Raising a toddler can feel like a workout in itself. But for fathers serious about getting back in shape or sustaining a level of fitness, more can be required, especially if your fitness could mean the difference in your child’s future health. “Young kids are sponges, and everything you’re doing, they’re seeing an internalizing,” says Dr. Anthony Balduzzi, founder of The Fit Father Project. “Be the dad they look up to that’s strong and mobile.” Here’s how to get out there and earn that #1 Dad mug.
Find your fitness tribe.
Being short on time to workout is a universal parenting problem — which means it’s easy to find a group of people with similar goals. Capitalize on that by finding a local fitness group (Meetup.com is a great resource) that engages in activities you enjoy, including stroller runs and park meet-ups where parents get involved in the action. “There’s power in numbers,” says Kellen Milad, M.S. and health coach. “You might find it personally challenging [to play] because you haven’t done it since you were a kid and might be self-conscious. Getting together with a group of other parents normalizes the experience and makes it more fun and engaging.”
Prioritize play over exercise.
If you’re waiting for time to get to the gym to workout, you may as well hang up your sneakers until their fifth birthday. “As adults, we get into this world of fitness focused on linear movements that occur in a designated gym space with specific form,” Milad says. “Play is much more open-ended and just as effective — if not more effective because it can occur at any place, any time.” That’s because play requires mindfulness (no zoning out in front of the TV or plugging into headphones) and encourages mobility-focused movements you won’t get simply running on a treadmill or lifting weights. Plus, it’s way more fun, which means you’re more likely to stick with it.
Exercise like a kid.
Take a cue from the ankle-biters. Challenge your toddler to a crawling race, switching from basic bear crawls to crab crawls to work nearly every muscle from your upper body to your core to your lower body. Milad recommends this routine: On your hands and knees, tuck toes and lift knees to hover two inches above the ground. Crawl or hold for one minute, then flip and crab crawl for one minute. Rest for one minute in a deep squat before repeating the routine five more times.
…Or use your kid to exercise.
Balduzzi recommends creating an at-home circuit of exercises where your child is your added resistance. Start with 10–15 piggyback squats (with your toddler on your back), then do five to 10 piggyback lunges on each leg, then squat and press your child overhead. From there, hit your upper body with a set of 10 bicep curls (except, you guessed it, your toddler is your barbell), weighted push-ups and a one-minute weighted plank with your kid on your back.
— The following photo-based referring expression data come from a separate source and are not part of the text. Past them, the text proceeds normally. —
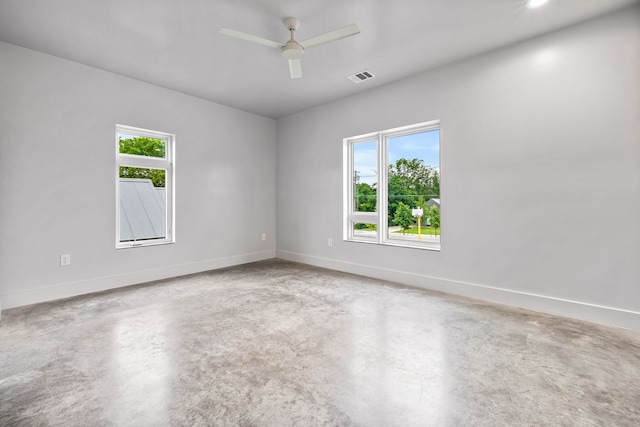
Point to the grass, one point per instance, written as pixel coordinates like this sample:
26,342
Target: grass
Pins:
428,231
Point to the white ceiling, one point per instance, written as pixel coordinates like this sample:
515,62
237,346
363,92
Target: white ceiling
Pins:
176,43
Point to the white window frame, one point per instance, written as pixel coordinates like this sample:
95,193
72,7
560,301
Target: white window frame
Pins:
166,163
350,216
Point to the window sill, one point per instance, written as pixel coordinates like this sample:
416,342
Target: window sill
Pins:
423,246
142,245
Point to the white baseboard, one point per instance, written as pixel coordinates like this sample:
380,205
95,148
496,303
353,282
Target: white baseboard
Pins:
574,309
71,289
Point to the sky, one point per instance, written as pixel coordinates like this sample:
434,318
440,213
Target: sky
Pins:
424,145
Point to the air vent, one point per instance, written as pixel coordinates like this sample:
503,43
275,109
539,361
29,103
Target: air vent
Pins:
361,76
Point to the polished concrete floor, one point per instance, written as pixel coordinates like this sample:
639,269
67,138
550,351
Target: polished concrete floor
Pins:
282,344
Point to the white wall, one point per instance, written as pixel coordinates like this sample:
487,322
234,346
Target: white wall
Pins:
540,175
57,179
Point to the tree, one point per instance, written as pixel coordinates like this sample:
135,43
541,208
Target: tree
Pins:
403,216
433,213
143,146
417,176
411,182
365,198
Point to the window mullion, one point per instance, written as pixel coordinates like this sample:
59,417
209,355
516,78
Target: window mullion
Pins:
383,200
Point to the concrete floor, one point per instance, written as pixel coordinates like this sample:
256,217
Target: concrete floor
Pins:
282,344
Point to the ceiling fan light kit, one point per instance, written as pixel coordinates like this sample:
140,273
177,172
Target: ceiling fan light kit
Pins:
293,50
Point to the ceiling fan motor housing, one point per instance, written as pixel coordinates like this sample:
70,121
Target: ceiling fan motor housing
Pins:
292,50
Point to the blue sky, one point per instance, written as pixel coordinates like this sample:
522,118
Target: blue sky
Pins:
424,145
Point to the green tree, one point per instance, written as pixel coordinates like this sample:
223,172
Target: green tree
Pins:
365,198
411,182
403,216
143,146
417,176
157,176
433,214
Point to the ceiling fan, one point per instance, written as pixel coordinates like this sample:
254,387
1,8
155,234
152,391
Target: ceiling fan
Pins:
293,50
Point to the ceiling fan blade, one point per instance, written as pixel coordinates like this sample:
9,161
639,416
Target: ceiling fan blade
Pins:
349,30
250,38
295,68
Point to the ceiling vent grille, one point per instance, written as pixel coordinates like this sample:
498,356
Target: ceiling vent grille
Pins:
361,76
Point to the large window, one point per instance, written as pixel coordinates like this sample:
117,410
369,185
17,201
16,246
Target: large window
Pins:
144,187
392,187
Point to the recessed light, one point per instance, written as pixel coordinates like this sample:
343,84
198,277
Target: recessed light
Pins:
535,3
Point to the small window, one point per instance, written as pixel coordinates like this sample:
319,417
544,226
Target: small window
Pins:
392,187
144,187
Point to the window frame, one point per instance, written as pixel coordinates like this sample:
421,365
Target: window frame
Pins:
138,161
350,216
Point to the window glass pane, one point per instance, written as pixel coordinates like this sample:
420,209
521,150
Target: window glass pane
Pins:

End with a “board” bench press where you press your child for 10 reps. Set a timer and repeat the whole flow for 35 minutes. “This workout is great because it feels like playtime for the kids, and you can get a really awesome workout with a core of seven exercises,” Balduzzi says. “And as your kid grows, the resistance grows and you get stronger.”
Turn your stretch time into playtime.
For dads looking to increase their mobility or stretch out, especially after a day at a desk job, Balduzzi recommends a yoga series he has dubbed Animal Yoga Flows. “These are fun yoga postures that mimic animal movement, which is great and engaging for kids,” he says. “You gain back essential flexibility and mobility, and your child gains critical neuro-muscular coordination skills.” Mark out a 30-foot path, and then race your child back and forth through bear crawls, frog jumps, crab crawls, and lizard crawls. At the end of each sprint, perform push-ups, air squats, reaches, and cobra-to-upward dog movements before going back the other direction. Bonus dad points if you work in the animal sounds.